JOB SPECIFICATIONS AND CORE COMPETENCIES
  • Provide advanced complex medical records reviews to identify and code all relevant diagnoses, including chronic conditions, utilizing ICD‑10 coding guidelines for Commercial and Medicare risk adjustment programs.
  • Conduct thorough clinical documentation review to ensure sufficient support and management for coded conditions.
  • Identify opportunities to improve documentation and coding accuracy; provide analysis and recommendations for improvement to leadership.
  • Consistently meet productivity and quality standards as outlined by supervisor.
  • Ensure coding compliance by following the Official Coding Guidelines, HHS‑RADV Protocols, and attending REGTAP calls.
  • Stay current with coding standards, risk adjustment methodologies, and CMS regulatory changes to ensure ongoing compliance and optimal coding practices.

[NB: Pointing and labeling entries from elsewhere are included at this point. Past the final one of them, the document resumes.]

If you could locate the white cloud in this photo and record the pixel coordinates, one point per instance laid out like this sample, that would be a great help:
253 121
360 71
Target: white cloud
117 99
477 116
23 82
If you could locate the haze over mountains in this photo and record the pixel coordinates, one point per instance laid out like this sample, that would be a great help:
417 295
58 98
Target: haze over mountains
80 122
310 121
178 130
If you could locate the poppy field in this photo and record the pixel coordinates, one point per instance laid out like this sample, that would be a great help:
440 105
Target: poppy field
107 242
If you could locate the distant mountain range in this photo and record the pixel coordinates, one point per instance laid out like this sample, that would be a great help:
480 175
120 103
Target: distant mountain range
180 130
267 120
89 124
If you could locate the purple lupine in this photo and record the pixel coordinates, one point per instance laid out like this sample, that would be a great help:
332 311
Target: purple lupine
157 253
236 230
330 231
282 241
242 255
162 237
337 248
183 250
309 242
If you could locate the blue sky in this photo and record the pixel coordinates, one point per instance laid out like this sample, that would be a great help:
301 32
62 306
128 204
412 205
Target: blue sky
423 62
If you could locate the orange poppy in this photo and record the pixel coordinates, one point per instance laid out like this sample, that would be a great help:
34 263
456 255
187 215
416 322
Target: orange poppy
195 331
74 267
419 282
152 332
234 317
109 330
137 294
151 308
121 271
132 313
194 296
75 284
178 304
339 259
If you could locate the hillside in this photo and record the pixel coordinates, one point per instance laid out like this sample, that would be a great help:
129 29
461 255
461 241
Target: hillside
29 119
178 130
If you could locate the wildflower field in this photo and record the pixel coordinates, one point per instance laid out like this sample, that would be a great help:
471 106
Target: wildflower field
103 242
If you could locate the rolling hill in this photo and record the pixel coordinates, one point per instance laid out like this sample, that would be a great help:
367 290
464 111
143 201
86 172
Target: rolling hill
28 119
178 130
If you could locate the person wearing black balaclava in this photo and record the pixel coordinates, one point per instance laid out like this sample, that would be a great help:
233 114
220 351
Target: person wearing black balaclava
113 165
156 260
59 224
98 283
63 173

  • Actively contribute to achievement of departmental goals, as identified in the Department’s annual business plan, including specific departmental process improvement plans, and other duties as assigned.
QUALIFICATIONS
  • Education/Specialized Training/Licensure:
    Bachelor's degree or 5 or more years of experience in risk adjustment in lieu of degree in managed care organization required.
  • AHIMA/AAPC Certified Coder, Medical Billing and Coding certification required (CPC, CRC, COC, CCS, CCS‑P, or any combination of listed certifications).
  • Associate or bachelor’s degree preferred.
  • Work Experience (Years and Area): 3–5 years’ experience in Commercial or Medicare risk adjustment coding required.
  • Clinical documentation improvement experience for inpatient and outpatient preferred.
  • Experience with in a managed care organization preferred.
  • Management

    Experience:

    N/A;
    Some management experience preferred.
  • Software Proficiencies:
    Microsoft 365 (Word, Excel, Outlook, SharePoint, Teams).
  • Other:
    Strong analytical skills, strong written and verbal skills, strong interpersonal skills, solid knowledge of ACA, Medicaid, and Medicare Risk Adjustment.